(This is the 51st of many promised articles which explain an idea in isolation. It is hoped that ideas may be adapted, linked together and implemented.)
I've described an outline of my ideal filing system. My ideal database allows generalized use of the full-text search facility. This requires an outline of proposed volume storage. This borrows widely from ReiserFS, ZFS and MySQL Server storage engines such as InnoDB, Nitro and NDB Cluster.
Media is striped into 512MB fragments and each unit has a map of stripe allocation types where one type is no allocation and another type is bad stripe. It is envisioned that six out of 67 stripes perform parity functions and this is rotated in a procession across units. Each stripe has a bad sector map. For 1KB sectors, this requires 64KB. For 4KB sectors, this requires 16KB. If these sectors are bad, the stripe cannot be used. If the stripe map is bad, the unit cannot be used.
The remainder of sectors within a stripe are available to an application. However, applications may not be expecting raw, disjoint storage and therefore a standard contiguous mapping with redundancy may be utilized. The full-text search for the filing system utilizes a specialized database in which search terms are striped by length with attributes such as capitalization and accents. Conceptually, "House++" would be stored as HOUSE-15-10000-00000 where digits represent punctuation, capitalization and accented characters. Sequential entries would be compressed into fragments occupying 13 or 21 sequential sectors and would be split or reconciled as required.

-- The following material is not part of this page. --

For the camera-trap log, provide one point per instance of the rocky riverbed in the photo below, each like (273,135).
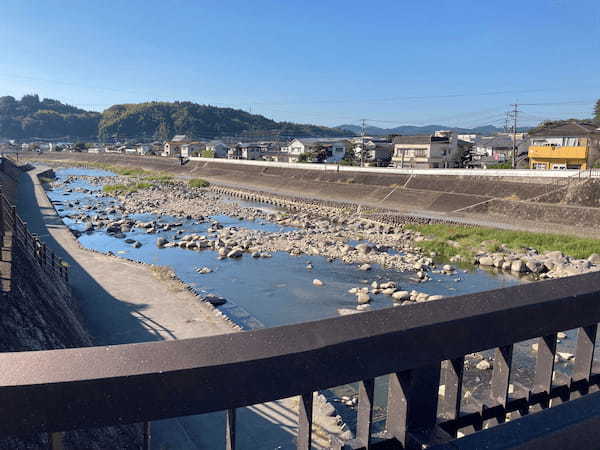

The general database storage requires three or more 512MB stripes per table. One or more stripes hold 13 sector fragments. One or more stripes hold 21 sector fragments. One or more stripes hold the index of fragments. All rows within a table are stored in N-dimensional Peano curve format and therefore the table is its own universal index. Sets of eight rows are bit transposed, Peano mixed and arithmetic compressed into one stream. If a fragment exceeds 13 sectors, it is placed into a 21 sector fragment. If a fragment exceeds 21 sectors, it is placed into two 13 sector fragments. All CHAR and VARCHAR fields which are longer than 13 bytes are stored in shadow tables which require their own 512MB stripes. Each definition of VARCHAR(255) requires several gigabytes of space. BLOB fields are stored in an unindexed Fibonacci filing system.
If you doubt the wisdom of chopping data so finely then please investigate the sort utility used in a previous project.